The authors were also interested in learning if other factors, particularly alcohol consumption, interacted with body weight in affecting cirrhosis risk. They compared the effect of BMI on the relative risk of cirrhosis in categories of alcohol consumption, smoking, and diabetes. They found that the trend in the relative risk with increasing BMI did not differ significantly between drinkers with increasingly larger consumptions of alcohol. However, although the relative risk per unit increase in BMI did not vary by alcohol intake, the absolute risk did. In women drinking < 70 g alcohol per week (mean intake 0.4 drinks/day), the incidence of liver cirrhosis was 0.8/1000 over 5 years for those with BMI between 22.5 and 25 kg/m2 and increased to 1.0/1000 in women with BMI of ≥ 30 kg/m2. For women drinking ≥ 150 g per week (mean intake, 2.5 drinks per day) the risks of cirrhoses were 2.7/100 and 5.0/1000 for those of healthy weight and those who were obese, respectively.
The relative risk of cirrhosis with increasing BMI did not vary between women who had diabetes and those who did not, but it was increased in women who were current smokers; smokers had relative risks of cirrhosis almost three times those of never-smokers.
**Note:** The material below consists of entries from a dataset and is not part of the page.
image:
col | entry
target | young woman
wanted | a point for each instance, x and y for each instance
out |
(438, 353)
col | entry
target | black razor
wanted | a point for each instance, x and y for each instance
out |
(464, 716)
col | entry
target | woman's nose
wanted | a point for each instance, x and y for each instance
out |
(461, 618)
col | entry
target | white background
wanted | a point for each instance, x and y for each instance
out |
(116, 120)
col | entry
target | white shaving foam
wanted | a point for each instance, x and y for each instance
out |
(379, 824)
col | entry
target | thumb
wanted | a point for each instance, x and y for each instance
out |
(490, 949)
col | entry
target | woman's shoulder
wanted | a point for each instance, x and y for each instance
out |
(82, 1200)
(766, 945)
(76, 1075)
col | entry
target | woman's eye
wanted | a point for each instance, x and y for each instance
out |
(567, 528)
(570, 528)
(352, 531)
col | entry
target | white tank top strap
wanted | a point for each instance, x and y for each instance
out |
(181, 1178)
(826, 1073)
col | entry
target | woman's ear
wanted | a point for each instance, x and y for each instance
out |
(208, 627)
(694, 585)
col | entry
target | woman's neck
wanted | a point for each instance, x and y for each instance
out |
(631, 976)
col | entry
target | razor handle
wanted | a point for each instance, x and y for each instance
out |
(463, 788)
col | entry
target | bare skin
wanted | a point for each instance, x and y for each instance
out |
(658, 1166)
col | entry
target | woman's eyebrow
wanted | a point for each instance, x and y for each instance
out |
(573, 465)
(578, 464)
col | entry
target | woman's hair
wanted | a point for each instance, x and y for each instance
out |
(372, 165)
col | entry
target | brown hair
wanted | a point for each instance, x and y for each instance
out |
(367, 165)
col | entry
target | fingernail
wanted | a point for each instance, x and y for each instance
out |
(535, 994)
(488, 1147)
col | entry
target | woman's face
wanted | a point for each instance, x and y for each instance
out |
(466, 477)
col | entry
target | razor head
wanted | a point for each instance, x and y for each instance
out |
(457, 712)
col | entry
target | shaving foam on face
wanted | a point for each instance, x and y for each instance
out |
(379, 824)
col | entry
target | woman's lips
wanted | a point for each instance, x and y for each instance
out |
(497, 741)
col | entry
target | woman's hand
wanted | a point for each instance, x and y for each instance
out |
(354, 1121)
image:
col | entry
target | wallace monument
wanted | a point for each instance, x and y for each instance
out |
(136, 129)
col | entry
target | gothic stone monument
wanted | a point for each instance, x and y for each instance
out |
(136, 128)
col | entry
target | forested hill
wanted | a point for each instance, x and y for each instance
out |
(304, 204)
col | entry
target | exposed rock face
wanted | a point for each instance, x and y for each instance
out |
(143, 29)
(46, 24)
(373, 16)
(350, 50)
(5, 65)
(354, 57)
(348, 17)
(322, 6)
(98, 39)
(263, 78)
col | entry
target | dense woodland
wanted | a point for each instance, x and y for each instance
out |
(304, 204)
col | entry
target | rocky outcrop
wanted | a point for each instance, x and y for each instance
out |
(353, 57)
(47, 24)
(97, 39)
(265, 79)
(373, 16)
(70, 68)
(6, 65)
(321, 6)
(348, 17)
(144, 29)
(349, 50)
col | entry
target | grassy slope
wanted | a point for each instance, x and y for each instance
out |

Alcohol consumption is a well-known cause of liver cirrhosis, but recent increases in the prevalence of cirrhosis are unlikely to be driven by increased alcohol consumption alone. Obesity has been implicated as a contributing cause of cirrhosis.1 These authors have strengthened the evidence that obesity and overweight cause liver cirrhosis, and have quantified the risk in middle-aged women. In a companion paper in the same issue of the British Medical Journal, Hart et al described a similar relationship in a large population of British men, and noted that "raised BMI and alcohol consumption are both related to liver disease, with evidence of a supra-additive interaction between the two."2
The likely mechanism is increased fat deposition within the hepatocytes and the development of fatty liver (hepatic steatosis) that occurs with obesity. This can lead to inflammation (non-alcoholic steatohepatitis) and subsequent liver fibrosis and cirrhosis.3 People with a high alcohol intake and diabetes also have fatty livers, and hepatic steatosis in the presence of diabetes may increase the likelihood of progression to cirrhosis.4 In addition to the association of alcohol, obesity, and diabetes with cirrhosis, the authors of this study found that the relative risks associated with increasing body mass were increased by smoking, but did not speculate on the mechanism.
Although the risk for cirrhosis posed by obesity appears to be less than half that posed by heavy alcohol consumption, it is clearly a substantial risk. And heaven forbid that you also smoke.
1. Williams JG, et al. Gastroenterology services in the UK: The burden of disease, and the organisation and delivery of services for gastrointestinal and liver disorders: A review of the evidence. Gut 2007;56 (suppl 1):1-113S.
2. Hart CL, et al. Effect of body mass index and alcohol consumption on liver disease: Analysis of data from two prospective cohort studies. BMJ 2010;340:c1240.
3. Farrell GC, Larter CZ. Nonalcoholic fatty liver dis- ease: From steatosis to cirrhosis. Hepatology 2006; 43:99-112S.
4. Angulo P. Nonalcoholic fatty liver disease. N Engl J Med 2002;346:1221-1231.